An anonymous director reports
OMEGA PACIFIC CLOSES FIRST TRANCHE OF NON-BROKERED PRIVATE PLACEMENT
Omega Pacific Resources Ltd. has closed a first tranche of its non-brokered private placement, previously announced on March 11, 2026. The first tranche has resulted in the sale of 5,766,715 flow-through (FT) units at an amended price of 21 cents per FT unit for gross proceeds of $1,211,010, and 1,885,000 non-flow-through (NFT) units at a price of 20 cents for gross proceeds of $377,000. The gross proceeds from the sale of FT units will be used for a planned exploration program on the Williams property, located on the Williams property in British Columbia's Toodoggone district. The net proceeds from the sale of the units will be utilized for general working capital.
Each FT unit consists of one flow-through common share and one-half of a share purchase warrant. Each FT unit warrant is exercisable into one additional common share at a price of 30 cents per share for 18 months from issue, subject to earlier expiry in the event that the closing price of the common shares exceeds 55 cents for 15 consecutive trading days. Each unit consists of one non-flow-through common share and one-half of a share purchase warrant. Each unit warrant is exercisable into one additional common share at a price of 30 cents per share for 24 months from issue, subject to earlier expiry in the event that the closing price of the common shares exceeds 50 cents for 15 consecutive trading days.
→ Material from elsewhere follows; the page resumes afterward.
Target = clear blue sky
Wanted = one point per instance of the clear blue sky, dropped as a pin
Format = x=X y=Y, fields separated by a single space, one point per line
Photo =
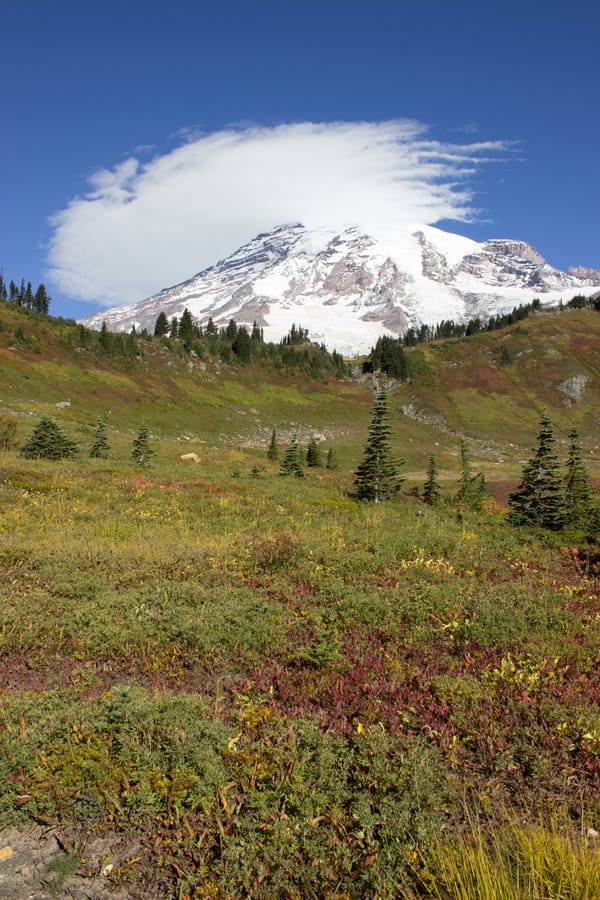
x=84 y=86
In connection with the sale of the units and FT units, the company paid a total of $26,999 in cash and issued 116,782 finders' warrants to eligible finders for certain of the units and/or FT units sold. The finders' warrants issued pursuant to the sale of FT unit are exercisable at a price of 21 cents per common share for 18 months from the date of issuance, subject to earlier expiry in the event that the closing price of the common shares exceeds 55 cents for 15 consecutive trading days. The finders' warrants issued pursuant to the sale of unit are exercisable at a price of 20 cents per common share for 24 months from the date of issuance, subject to earlier expiry in the event that the closing price of the common shares exceeds 50 cents for 15 consecutive trading days.
All securities issued are subject to a hold period of four months and one day from the date of issuance.
The flow-through shares will qualify as flow-through shares for the purposes of the Income Tax Act (Canada). The proceeds of the flow-through private placement will be used to incur Canadian exploration expense (within the meaning of the act). The company will renounce these expenses to the purchasers with an effective date of no later than Dec. 31, 2026, and as required under the act.
Omega Pacific anticipates closing a second tranche of the offering in the near term.
Williams exploration strategy
The GIC prospect at the Williams property hosts a robust, bulk-tonnage gold system. Two thousand twenty-six exploration programs will focus on expanding known mineralization along a drill confirmed 750 strike length, in an eastward and updip direction from 2024 drill collars. All four 2024 drill holes intersected bulk-tonnage and localized high-grade gold mineralization in multiple zones. WM24-01 intersected 1.69 grams per tonne (g/t) gold (Au) over 104 metres (m), including 6.22 g/t Au over 18.98 m, and WM22-02ext returned 2.16 g/t Au over 96.92 m, including 4.6 g/t Au over 10.5 m. Mineralization is open in all directions and GIC represents a prospective target distancing over 12 kilometres (km). More information will be further detailed as programs commence.
About Omega Pacific Resources Ltd.
Omega Pacific is a Canadian mineral exploration company focused on the discovery and development of precious metal projects in British Columbia. The company also continues to evaluate prospective assets domestically and internationally. With a talented technical team, Omega Pacific is commitment to responsible exploration with judicious use of capital.